Но с сахаром и в самом деле существовала проблема. Наверное, каждому известно, что сахар изначально добывался из тростника, доставлялся в Европу из Индии, известны истории плантаций сахарного тростника на Американском континенте. Некоторые знают и о том, что, будучи весьма энергоемким производством (сахар производился выпариванием, что требовало невиданного количества дров), переработка сахарного тростника привела к частичному, а иногда даже полному (как на Барбадосе, например) исчезновению лесов.

Сахар был дорог и ценен. В эпоху Средневековья на душу населения приходилась примерно одна чайная ложка в год.

При этом понятно, что такое «на душу населения» — крайне небольшое число людей уминали сахар килограммами, а подавляющее большинство европейцев даже не представляли себе ни вида, ни уж тем более вкуса этого продукта.

Говорят, что недостаток сахара сказывается как-то на восприятии человеком действительности, но история и последствия недостатка серотонина, «гормона счастья», в организме наших предков еще ждут своих исследователей, мы же поговорим о переломе этой тенденции.

Словом, поиски заменителя сахарного тростника были естественным и логичным шагом, может, и непонятным тем самым широким народным массам, которые о сахаре ничего, кроме названия, не знали, но в научных кругах эта тема обсуждалась несколько столетий — сводясь, впрочем, к чисто умозрительным рассуждениям о том, чем именно тот или иной исходный продукт может быть лучше (или хотя бы ненамного хуже) сахарного тростника.

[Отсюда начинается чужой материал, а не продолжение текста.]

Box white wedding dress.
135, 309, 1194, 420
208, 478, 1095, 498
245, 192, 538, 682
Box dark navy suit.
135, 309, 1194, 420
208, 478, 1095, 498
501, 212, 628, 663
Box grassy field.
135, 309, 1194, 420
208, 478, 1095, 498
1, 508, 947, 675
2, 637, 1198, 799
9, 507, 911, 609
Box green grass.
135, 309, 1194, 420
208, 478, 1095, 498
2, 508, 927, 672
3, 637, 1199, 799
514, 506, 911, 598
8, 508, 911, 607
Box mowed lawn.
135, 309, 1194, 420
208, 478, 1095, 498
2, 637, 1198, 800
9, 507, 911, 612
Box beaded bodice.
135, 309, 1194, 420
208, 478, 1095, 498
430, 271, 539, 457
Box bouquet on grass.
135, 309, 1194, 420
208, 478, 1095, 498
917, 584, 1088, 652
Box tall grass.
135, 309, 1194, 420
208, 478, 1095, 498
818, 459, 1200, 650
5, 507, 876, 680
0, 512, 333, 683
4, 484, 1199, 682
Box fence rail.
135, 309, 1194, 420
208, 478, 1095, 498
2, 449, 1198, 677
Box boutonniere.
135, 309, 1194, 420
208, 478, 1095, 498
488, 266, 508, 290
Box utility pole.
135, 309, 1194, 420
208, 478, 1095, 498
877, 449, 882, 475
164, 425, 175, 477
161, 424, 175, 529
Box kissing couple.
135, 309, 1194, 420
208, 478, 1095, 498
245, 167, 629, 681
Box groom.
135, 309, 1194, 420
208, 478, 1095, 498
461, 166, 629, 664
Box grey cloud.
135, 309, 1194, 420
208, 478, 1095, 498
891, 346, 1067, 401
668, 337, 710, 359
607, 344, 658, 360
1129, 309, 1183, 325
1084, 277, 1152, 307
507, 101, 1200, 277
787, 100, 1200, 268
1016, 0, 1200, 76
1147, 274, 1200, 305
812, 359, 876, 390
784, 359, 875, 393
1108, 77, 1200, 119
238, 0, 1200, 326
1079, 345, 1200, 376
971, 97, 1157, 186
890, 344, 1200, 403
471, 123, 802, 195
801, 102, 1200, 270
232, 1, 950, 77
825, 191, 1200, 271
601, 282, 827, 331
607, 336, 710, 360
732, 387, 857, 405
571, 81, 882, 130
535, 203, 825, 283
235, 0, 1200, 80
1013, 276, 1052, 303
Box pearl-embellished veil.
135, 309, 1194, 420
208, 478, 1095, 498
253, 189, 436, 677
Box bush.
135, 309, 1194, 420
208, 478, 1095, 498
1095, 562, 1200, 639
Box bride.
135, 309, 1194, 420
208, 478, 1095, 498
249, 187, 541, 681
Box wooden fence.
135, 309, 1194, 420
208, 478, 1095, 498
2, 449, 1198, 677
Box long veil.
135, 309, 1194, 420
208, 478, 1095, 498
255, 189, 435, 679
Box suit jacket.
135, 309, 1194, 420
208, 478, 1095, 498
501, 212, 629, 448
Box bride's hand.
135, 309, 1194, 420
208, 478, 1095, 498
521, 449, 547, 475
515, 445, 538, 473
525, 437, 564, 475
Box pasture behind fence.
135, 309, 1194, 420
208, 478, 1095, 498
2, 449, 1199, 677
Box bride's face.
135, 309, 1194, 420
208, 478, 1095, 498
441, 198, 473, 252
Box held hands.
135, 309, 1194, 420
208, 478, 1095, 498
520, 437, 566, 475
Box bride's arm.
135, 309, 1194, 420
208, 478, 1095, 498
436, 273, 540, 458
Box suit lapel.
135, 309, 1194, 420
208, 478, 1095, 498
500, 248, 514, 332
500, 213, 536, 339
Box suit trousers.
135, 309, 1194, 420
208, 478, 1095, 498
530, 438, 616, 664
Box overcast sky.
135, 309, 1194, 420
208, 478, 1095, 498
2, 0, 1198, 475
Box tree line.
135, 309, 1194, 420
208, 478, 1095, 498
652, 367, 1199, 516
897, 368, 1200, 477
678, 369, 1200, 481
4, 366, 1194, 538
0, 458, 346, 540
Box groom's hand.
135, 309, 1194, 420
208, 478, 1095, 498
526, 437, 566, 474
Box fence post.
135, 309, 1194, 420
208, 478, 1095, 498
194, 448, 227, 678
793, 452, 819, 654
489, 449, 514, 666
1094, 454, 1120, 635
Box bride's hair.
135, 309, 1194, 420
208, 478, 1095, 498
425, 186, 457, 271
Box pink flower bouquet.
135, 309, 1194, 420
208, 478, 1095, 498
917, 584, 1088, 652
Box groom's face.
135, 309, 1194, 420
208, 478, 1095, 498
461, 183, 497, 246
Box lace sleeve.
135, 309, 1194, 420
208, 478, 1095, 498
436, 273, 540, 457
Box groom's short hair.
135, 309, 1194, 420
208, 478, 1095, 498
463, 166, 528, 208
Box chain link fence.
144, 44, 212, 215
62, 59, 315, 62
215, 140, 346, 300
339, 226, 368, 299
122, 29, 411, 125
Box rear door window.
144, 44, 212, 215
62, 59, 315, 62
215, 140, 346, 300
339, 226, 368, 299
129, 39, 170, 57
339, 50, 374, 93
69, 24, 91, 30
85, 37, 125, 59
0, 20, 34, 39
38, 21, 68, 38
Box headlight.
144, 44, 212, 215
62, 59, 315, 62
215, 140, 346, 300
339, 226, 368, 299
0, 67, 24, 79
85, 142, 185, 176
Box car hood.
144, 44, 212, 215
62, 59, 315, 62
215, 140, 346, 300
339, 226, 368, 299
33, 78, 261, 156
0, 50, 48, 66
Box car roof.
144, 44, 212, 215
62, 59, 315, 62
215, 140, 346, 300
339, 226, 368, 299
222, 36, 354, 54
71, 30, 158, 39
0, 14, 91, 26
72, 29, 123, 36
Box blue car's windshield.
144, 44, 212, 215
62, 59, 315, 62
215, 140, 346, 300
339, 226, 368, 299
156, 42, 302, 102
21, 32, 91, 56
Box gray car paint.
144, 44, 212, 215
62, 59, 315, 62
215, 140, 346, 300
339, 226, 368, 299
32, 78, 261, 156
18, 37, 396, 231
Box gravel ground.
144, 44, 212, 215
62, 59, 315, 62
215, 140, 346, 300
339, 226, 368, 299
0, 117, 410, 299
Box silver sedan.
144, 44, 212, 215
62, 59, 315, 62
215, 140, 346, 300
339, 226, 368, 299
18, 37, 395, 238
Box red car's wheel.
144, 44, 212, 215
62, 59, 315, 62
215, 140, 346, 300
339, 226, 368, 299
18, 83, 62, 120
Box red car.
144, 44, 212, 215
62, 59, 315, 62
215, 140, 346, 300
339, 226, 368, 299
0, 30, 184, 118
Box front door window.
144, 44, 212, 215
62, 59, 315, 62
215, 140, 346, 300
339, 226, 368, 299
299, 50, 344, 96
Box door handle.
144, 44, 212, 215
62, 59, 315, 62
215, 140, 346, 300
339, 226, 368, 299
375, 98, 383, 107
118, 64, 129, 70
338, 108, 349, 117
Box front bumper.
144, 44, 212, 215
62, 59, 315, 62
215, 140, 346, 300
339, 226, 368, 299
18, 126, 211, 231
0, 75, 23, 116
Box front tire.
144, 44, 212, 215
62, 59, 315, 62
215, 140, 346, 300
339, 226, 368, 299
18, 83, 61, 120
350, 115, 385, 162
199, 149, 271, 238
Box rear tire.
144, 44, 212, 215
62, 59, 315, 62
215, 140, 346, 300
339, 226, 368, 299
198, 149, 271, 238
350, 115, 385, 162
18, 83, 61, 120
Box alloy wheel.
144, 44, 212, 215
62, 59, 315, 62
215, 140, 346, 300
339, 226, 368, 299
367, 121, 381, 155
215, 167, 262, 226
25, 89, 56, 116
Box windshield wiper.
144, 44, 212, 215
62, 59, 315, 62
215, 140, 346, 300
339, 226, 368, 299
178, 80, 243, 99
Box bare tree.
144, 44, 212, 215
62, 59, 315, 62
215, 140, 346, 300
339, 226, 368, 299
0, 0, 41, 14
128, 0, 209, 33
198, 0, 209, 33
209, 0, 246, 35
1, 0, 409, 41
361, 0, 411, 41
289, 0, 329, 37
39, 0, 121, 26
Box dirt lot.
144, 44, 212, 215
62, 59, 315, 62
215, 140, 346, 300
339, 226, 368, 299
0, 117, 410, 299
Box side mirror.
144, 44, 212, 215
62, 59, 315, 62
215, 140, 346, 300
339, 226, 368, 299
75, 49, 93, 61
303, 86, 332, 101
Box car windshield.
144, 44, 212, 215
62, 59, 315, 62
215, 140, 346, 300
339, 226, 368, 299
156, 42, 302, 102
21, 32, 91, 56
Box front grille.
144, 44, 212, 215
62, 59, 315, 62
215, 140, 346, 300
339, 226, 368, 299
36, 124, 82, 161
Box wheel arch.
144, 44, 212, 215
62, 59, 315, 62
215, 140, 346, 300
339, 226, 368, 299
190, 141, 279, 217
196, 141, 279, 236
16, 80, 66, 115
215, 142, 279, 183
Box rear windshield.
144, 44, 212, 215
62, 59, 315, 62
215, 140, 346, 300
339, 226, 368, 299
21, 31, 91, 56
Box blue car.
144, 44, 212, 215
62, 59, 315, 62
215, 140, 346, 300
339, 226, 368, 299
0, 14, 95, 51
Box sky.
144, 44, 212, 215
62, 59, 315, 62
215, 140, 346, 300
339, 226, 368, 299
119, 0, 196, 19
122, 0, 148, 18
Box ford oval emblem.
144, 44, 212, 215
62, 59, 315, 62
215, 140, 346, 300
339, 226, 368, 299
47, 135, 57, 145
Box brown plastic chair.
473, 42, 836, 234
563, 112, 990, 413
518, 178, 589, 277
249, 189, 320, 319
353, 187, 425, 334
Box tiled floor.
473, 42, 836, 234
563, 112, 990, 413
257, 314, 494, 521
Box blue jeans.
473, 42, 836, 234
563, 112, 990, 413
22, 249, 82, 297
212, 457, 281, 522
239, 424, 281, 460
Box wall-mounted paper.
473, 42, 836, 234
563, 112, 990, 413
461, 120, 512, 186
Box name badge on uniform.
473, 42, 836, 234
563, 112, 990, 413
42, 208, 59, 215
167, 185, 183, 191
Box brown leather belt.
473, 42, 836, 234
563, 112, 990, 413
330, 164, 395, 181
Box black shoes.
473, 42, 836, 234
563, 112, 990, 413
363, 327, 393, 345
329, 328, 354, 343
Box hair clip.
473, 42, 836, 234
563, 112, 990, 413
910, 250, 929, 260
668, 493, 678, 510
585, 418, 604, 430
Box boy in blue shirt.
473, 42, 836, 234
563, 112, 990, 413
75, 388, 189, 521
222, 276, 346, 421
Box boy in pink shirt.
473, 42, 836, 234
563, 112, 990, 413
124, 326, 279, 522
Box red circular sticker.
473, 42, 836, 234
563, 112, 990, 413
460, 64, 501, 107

Сахар был известен в европейской культуре еще с античных времен, его доставляли издалека, с родины сахарного тростника, из Индии и Индонезии. Понятно, что потребление было количественно ничтожным, так как сахар был баснословно дорог

Свои эксперименты со свеклой Маркграф толком не продолжил, что вовсе не означает, что он был раздавлен общественным мнением, — нет, просто его, ученого чрезвычайно разностороннего (впрочем, в те годы узких специалистов и не существовало, все были разносторонними — может, в этом и есть секрет необыкновенной креативности и эффективности их открытий и достижений), влекли новые высоты и задачи. Он занимался базовыми химическими процессами, выстраивал технологии получения щелочей, калия и натрия (которые до него даже не умели определять и разделять), получения цинка и т.д.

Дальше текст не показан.